Deitado e de olhos fechados, Amir relembra sua infância numa casa aparentemente confortável em Cabul, no Afeganistão. Lá, ele crescia feliz, brincava de vôlei, empinava pipas e ouvia histórias sobre o pai. Porém, suas memórias mais tranquilas logo terminam, pois o agravamento dos conflitos na região tornou a permanência ali insustentável. Era hora de tornar-se um refugiado.
No último dia 8 de fevereiro, aqueles que acompanhavam a revelação dos indicados ao Oscar tiveram uma surpresa. Havia um longa-metragem dinamarquês que, além de indicado a Melhor Filme Internacional, também havia sido selecionado para concorrer entre os documentários e animações. Era “Flee: Nenhum Lugar Para Chamar de Lar”, obra do diretor Jonas Poher Rasmussen.
Mesmo que recorrentemente mostre vídeos de arquivo para ilustrar alguma situação, o documentário é apresentado como uma animação na maior parte do tempo. E a proposta faz muito sentido. Primeiro porque há o intuito de proteger o Amir e seus familiares, pois eles precisaram mentir para conseguirem os merecidos vistos de refugiados.

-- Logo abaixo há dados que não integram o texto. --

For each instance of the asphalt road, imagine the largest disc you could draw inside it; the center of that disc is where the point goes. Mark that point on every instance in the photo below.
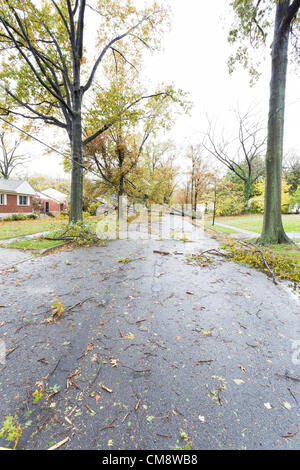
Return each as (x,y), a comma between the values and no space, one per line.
(158,353)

Além disso, a maioria das situações que são contadas não possuem registros em vídeo. E como o Amir não poderia aparecer, o uso das ilustrações para demonstrar aquilo que ele conta tornou a obra possível. Sabiamente, muitas vezes o estilo da animação muda e expressa os sentimentos do entrevistado de um modo que geralmente gravações não conseguem.
Ainda que seja uma animação e possua as vozes de atores em alguns diálogos entre os personagens, a obra mantém características típicas de um documentário, como a interação entre o diretor e o entrevistado. A narrativa é imersiva e bem desenvolvida, alternando entre os fatos do passado do Amir e decisões importantes de seu presente. Em determinado instante, essas duas épocas convergem em uma interessante reviravolta.
Se o intuito era dar visibilidade a causa dos refugiados que chegaram a Europa, a escolha do Amir como uma espécie de representante deles é muito acertada. Primeiro porque ele é uma pessoa que se expressa muito bem, ainda que seja desconfortável relembrar certos momentos. Além disso, sua jornada como refugiado é de fato bastante interessante, pois possui instantes que exemplificam o quão duro é ser maltratado por estar ilegalmente em um lugar, sendo que você só saiu de seu país porque permanecer lá tornou-se impossível.
Outro aspecto importante está no fato de que o Amir é gay. Nascido em um país que sequer possuía uma palavra que descrevesse aqueles que possuem interesse em pessoas do mesmo sexo, ele precisou lidar com isso de uma maneira absolutamente silenciosa, pois temia a reação da família. Nas idas e vindas desse assunto ao longo do documentário, se expõe a enorme diferença de tratamento que as culturas afegã e dinamarquesa dão a essa questão.
No fim, “Flee: Nenhum Lugar Para Chamar de Lar” será uma obra lembrada de duas formas. Primeiro, como um filme que apresentou uma história que realmente merecia ser contada. Porém, ao meu ver, a segunda razão é aquela que mais torna esse longa-metragem especial: a originalidade. Ao longo dos anos, muitas histórias acabam não sendo contadas por conta de condições adversas que esse filme também enfrentou, mas encontrou na animação uma forma elegante de superá-las, ao ponto de deixar um desejo de que outros projetos como esse surjam no futuro.